According to Dark Visitors founder Gavin King, most major AI agents still honor the robots.txt file. “That’s been pretty consistent,” he says. But not all website owners have the time or know-how to constantly update their robots.txt files. And even when they do, some bots bypass the file’s directives: “They try to disguise traffic.”
Prince says Cloudflare’s bot blocking won’t be an order this type of bad guy can ignore. “Robots.txt is like putting up a ‘no trespassing’ sign,” he says. “It’s like having a physical wall patrolled by armed guards.” Just as it flags other types of suspicious web behavior, such as price-mining bots used for illegal price monitoring, the company has built processes to detect even the most carefully hidden AI crawlers.
Cloudflare is also announcing a marketplace in the future for customers to negotiate scraping terms of use with AI companies, whether that involves payment for content usage or a barter of credits to use AI services in exchange for scraping. “We don’t really care what the transaction is, but we think there needs to be some way to return value to the original content creators,” Prince says. “Compensation doesn’t have to be in dollars. Compensation can be credit or recognition. It can be a lot of different things.”
There is no set date for the launch of that marketplace, but even if it launches this year, it will join an increasingly crowded field of projects aimed at facilitating licensing and other permissions arrangements between AI companies, publishers, platforms and other websites.
What do AI companies think about this? “We’ve talked to most of them and their reactions have ranged from ‘this makes sense and we’re open to it’ to ‘fuck you,’” says Prince (though he declined to name names).
The project has been a fairly rapid development. Prince cites a conversation with Atlantic CEO (and former WIRED editor-in-chief) Nick Thompson as inspiration for the project; Thompson had commented on how many different publishers had stumbled upon underground web scrapers. “I love that he’s doing it,” Thompson says. If even large media organizations struggled to deal with the influx of scrapers, Prince reasoned, independent bloggers and website owners would struggle even more.
Cloudflare has been a leading web security company for years, providing a large portion of the infrastructure that underpins the web.
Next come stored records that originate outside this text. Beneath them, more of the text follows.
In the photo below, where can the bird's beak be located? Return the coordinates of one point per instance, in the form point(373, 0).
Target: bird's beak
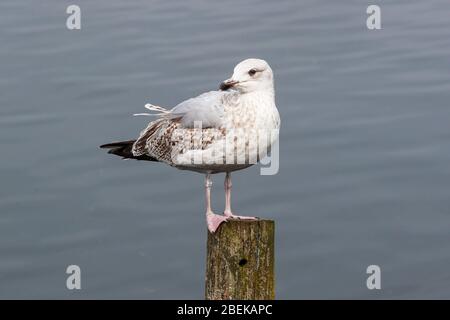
point(227, 84)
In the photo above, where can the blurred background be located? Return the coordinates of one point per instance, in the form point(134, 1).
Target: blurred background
point(364, 149)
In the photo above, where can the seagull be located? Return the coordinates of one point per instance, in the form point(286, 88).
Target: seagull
point(218, 131)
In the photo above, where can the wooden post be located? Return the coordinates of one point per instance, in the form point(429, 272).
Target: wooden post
point(240, 261)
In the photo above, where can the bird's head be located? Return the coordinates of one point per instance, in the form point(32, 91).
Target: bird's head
point(250, 75)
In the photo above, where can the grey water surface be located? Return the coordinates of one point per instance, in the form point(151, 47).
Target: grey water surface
point(364, 148)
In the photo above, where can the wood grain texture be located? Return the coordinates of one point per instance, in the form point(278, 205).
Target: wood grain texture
point(240, 261)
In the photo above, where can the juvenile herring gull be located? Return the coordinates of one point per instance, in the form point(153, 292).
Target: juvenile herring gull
point(217, 131)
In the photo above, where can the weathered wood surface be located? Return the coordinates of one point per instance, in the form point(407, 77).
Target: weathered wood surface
point(240, 261)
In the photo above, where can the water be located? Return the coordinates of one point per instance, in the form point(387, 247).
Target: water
point(364, 175)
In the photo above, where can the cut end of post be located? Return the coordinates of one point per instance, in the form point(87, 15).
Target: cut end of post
point(240, 261)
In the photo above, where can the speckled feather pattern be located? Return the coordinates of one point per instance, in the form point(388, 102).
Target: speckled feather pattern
point(244, 116)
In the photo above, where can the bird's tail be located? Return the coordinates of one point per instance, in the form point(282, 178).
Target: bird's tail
point(124, 149)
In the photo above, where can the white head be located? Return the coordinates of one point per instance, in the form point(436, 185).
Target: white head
point(250, 75)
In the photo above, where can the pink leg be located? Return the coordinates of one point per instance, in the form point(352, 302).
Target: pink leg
point(227, 212)
point(212, 220)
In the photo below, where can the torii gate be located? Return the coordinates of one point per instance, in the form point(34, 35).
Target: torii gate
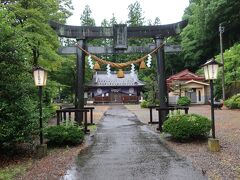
point(119, 33)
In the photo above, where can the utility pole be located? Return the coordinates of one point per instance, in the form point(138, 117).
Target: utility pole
point(221, 31)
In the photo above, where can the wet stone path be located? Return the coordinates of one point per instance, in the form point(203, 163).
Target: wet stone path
point(125, 149)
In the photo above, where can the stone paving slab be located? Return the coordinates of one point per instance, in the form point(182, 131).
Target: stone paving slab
point(124, 148)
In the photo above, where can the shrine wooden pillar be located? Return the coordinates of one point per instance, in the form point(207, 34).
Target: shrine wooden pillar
point(161, 76)
point(79, 91)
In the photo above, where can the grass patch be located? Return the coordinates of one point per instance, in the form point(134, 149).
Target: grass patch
point(10, 172)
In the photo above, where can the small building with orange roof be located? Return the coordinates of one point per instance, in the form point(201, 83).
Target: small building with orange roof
point(187, 83)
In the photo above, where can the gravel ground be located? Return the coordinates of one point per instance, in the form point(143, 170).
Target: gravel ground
point(58, 160)
point(221, 165)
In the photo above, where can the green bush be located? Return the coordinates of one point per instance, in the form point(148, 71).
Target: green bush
point(64, 135)
point(184, 101)
point(187, 126)
point(233, 102)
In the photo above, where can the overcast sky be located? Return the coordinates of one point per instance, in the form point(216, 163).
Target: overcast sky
point(169, 11)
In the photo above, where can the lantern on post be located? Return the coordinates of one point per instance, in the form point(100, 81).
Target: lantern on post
point(40, 79)
point(210, 71)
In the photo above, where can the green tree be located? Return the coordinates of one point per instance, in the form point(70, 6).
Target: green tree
point(135, 15)
point(17, 107)
point(26, 40)
point(113, 20)
point(86, 19)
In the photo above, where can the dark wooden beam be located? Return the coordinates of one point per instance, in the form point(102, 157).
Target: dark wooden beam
point(82, 32)
point(110, 50)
It has historically remained as neutral as possible when it comes to the content of the websites it serves; on the rare occasions it has made exceptions to that rule, Prince has emphasized that he doesn’t want Cloudflare to be the arbiter of what’s allowed online.
In this regard, he believes Cloudflare is in a privileged position to take a stand. “The path we are on is not sustainable,” says Prince. “Hopefully we can help ensure that human beings are paid for their work.”